Thursday, June 01, 2006

FASHIONISTAS REACH LITERARY MASSES, GET HIGHLIGHTS


NEW YORK—Although the fashion world's most elite shoppers haven't always been noted for their clever rejoinders and supple syntax, editors at the top publishing houses have busied themselves of late with turning this misconception on its blueblood head. "It's beyond judgmental to think that just because a girl has a huge credit line and gets invited to exclusive sample sales she can't put a pen to paper," Doubleday editor Stacy Creamer insisted. "She can. How do you think receipts get signed?"

Books topically ranging from diatribes on failed relationships to the search for employment when in one's twenties have cropped up ornamented in Victorian leitmotifs and scrappily drawn Prada shoes with coiffed and sanded ex-model heiresses and surgically altered Ivy League graduates stiff-lipped and hungry on the back covers. The same young women that collect at Barney's to stave off boredom have discovered that the next best thing to Vogue editor Anna Wintour's clothing allowance is to create a great work of art, even while living on Park Avenue.

"Some people think I'm totally ana," proclaimed Plum Sykes, author of the novel Bergdorf Blondes, about a fetching pair of rich girls who have hijinx at Hermes, "But I'm just skin and bones because I'm an artist. Artists are supposed to starve, and if you've already got a new Valentino for the soiree of the year, it's such a waste to eat. I'm giving the girls of the world real heroines to look up to; girls just like me that want companionship, love, and a closet the size of a studio apartment!" Sykes' closet was indeed so expansive and lush that there was room enough for the ambulance crew to easily carry her out after she fainted without knocking over a single quilted Chanel bag. "Are those Choos?" Rick the ambulance guy asked, picking up a sandal. "I like her style."

Rick, and the rest of the ambulance crew that stalled for twenty minutes to sort through Stella McCartney and Prouenza Schouler treasures, are not alone in their appreciation of a dame with a knack for garb. Lauren Weisberger, author of The Devil Wears Prada, joins Sykes in linking garb with gab. She presents a bold and imaginative role model to young girls. Her 5'10", 115 pound heroine rises to her success while recovering from dysentery, coveting her waify colleagues' figures, and joining them to don fluff-and-leather outfits. Mickey LaRue, a local tween who dreams of following in Weisberger's footsteps, responded fervently that she would love to be like heroine Andrea Sachs. "She gets to wear all the cool designers and drive her boss' car. Boys end up totally liking her."

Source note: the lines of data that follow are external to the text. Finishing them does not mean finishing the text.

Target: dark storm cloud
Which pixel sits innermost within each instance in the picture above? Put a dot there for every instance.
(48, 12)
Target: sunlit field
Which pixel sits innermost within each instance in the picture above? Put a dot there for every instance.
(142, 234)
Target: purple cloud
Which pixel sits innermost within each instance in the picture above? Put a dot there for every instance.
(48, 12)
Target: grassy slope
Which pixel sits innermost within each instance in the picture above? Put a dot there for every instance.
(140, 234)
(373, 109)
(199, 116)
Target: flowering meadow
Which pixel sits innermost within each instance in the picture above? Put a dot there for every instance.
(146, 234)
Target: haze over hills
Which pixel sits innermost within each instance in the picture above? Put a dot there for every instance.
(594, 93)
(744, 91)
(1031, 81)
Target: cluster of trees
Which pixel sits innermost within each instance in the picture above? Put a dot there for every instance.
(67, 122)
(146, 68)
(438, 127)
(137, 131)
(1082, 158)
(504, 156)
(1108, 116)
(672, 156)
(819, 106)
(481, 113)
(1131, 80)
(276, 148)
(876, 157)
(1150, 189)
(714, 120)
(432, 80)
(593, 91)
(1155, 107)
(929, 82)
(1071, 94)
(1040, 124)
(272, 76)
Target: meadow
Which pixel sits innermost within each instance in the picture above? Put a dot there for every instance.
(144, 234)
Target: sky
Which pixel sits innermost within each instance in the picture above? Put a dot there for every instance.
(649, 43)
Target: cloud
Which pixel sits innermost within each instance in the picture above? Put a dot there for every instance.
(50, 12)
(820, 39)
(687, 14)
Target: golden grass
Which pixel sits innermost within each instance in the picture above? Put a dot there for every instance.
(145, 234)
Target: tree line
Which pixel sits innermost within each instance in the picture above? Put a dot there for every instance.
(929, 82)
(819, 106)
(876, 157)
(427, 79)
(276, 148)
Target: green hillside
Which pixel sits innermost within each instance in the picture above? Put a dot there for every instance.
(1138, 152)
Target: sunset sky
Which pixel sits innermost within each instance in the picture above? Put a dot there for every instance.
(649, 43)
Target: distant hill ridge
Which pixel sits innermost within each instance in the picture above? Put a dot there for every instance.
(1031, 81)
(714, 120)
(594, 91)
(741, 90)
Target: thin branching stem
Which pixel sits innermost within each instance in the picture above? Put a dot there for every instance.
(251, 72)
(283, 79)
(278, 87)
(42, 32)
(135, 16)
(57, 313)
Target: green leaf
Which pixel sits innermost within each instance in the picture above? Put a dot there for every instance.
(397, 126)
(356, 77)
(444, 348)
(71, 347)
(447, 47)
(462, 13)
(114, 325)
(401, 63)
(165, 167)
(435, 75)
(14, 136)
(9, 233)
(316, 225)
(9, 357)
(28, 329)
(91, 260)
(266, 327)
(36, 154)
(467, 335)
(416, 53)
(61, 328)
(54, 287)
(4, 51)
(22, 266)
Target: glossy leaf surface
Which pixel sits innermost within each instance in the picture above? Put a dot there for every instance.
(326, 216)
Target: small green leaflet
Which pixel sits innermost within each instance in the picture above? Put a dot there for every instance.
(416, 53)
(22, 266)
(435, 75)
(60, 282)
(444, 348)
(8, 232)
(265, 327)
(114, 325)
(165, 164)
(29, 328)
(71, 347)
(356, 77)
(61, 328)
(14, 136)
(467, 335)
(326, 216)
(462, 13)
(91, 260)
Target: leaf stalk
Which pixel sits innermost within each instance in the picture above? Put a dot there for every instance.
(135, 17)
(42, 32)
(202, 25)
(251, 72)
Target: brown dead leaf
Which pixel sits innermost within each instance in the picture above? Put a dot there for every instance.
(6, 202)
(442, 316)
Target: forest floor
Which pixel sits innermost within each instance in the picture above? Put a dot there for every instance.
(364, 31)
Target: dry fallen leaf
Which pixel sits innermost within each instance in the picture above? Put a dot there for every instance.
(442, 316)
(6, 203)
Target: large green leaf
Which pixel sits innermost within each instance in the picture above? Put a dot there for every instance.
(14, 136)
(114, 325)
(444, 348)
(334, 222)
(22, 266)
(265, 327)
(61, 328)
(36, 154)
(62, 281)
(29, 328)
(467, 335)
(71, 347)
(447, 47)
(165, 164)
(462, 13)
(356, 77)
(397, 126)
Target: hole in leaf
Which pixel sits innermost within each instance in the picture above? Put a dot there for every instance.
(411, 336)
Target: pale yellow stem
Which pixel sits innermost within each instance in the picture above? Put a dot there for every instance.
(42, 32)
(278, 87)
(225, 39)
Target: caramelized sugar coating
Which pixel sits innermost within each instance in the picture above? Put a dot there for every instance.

LaRue's collegiate older sister, on the other hand, disagrees. "She has no life plan, no ambition, and then gets handed an exclusive job at a top fashion magazine without being an intern first. That's not life. That's having connections and possibly a tiny little magical man with pointy shoes." Mildred stabbed the stoop with her Lucky Strike. "Plus she wears a lot of suede. If a girl can't choose a better animal skin, how can I be bothered to read her stupid book?"

Loyal subscribers to Vogue and W, however, are even reading tomes that do not come with perfume samples. Doubleday's director of sales, Allan Ficus, commented on the figures that keep publishing giants tapping unknowns with their finger on the pulse of fashionistahood. "It's no coincidence they've had such an impact on the market at this time," Ficus said. "I mean, did you see the Spring 2005 Fashion Week shows?" Ficus then asked for his Burberry umbrella back.

Perhaps, then, it is time that the world's intellectuals and academics quit the cease-fire separating the heady world of design and the drab domain of thought. "I used to read Proust and Sartre and Kirkegaard," Ficus added. "Now, do you think then I had pants that made my ass look this good?"

Ficus' assistant Rosemary dropped off a tray of madeleines and commented, "I may never get to have the budgets of the women in those books. I may never date princes or international playboys. I may never even try to kill myself because I'm not the only one with the new Vuitton. But this fine literature has made it clear to me that there are women out there who will do it all; they inspire me to do things I never would otherwise try, like be an Opera singer!" Rosemary then croaked out a passage from Carmen.

"Just as long as you're still a size two!" Ficus laughed. "I mean, who wants to listen to a fatty?"